SIMO MATAVULJ: THE LATIN BOY.
A TALE FROM MONTENEGRO.

 

On St. Peter's Day, towards sunset, the serdar Jovan Kněžević, betook himself to his large threshing-floor, which lay behind his house. He was a small, dark man, with a rosy face and a beard which had slightly turned gray. He had donned festive attire. Over his green dolama[1] he had flung his toka,[2] while two silver-mounted pistols and a long knife were thrust into his belt. With his chibuk flung across his shoulders, he was stamping and tripping about on the threshing-floor. From time to time he came to a standstill and then turned once more around his shadow, in which he examined the end of the blade that projected from his belt af the upper part of his thigh.

Suddenly someone of the community called out:

"Serdar, we have come to have a chat with you for an hour or so."

"You are welcome!" he replied and sat down on one of the two round stones which lay on top of each other in the middle of the threshing floor, where the threshing animals were tethered.

While he was filling his pipe, four men came up, all without vests. They sat down on the paving which lies beneath the stone enclosure of the threshing-floor.

"What a heat!" exclaimed the oldest amonng the arrivals. He had a huge moustache, and with his sleeve he wiped the sweat from his forehead.

The three other fellows were also panting, and they too were wiping the sweat away, which was oozing from them as if they had come up at the double, although they had really been walking quite slowly.

The serdar adjusted the tinder on the flint, and as he lighted his pipe, he exclaimed:

"Yes, a heat such as we have every year about this time."

"And you, cousin, have put on your jacket into the bargain. . . It is a marvel that you do not melt beneath it!" added one of the younger men.

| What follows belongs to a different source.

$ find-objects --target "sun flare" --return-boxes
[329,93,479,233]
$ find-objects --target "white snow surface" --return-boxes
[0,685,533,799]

The serdar frowned, and his eyebrows were drawn together; he seemed to have become angry at this remark. He blew some clouds of smoke into the air, and then, turning to the speaker, he exclaimed:

"I have been used to that from my childhood, and have kept it up to this very day. You could go about even without trousers, if you wished, but we old Montenegrins do not consider what is most pleasant, but what is more becoming. Melt? As if I were made of sugar! What braggarts the youth of to-day are, and how feeble they have grown. . ."

The little fellow flushed as if glowing coals had been scattered over him. His comrades looked at him with reproachful glances. But the one with the big moustache exclaimed soothingly:

"Do not chide him, serdar, it is no great matter. He did not mean to affront you. Go, Lale, ask pardon of your cousin!"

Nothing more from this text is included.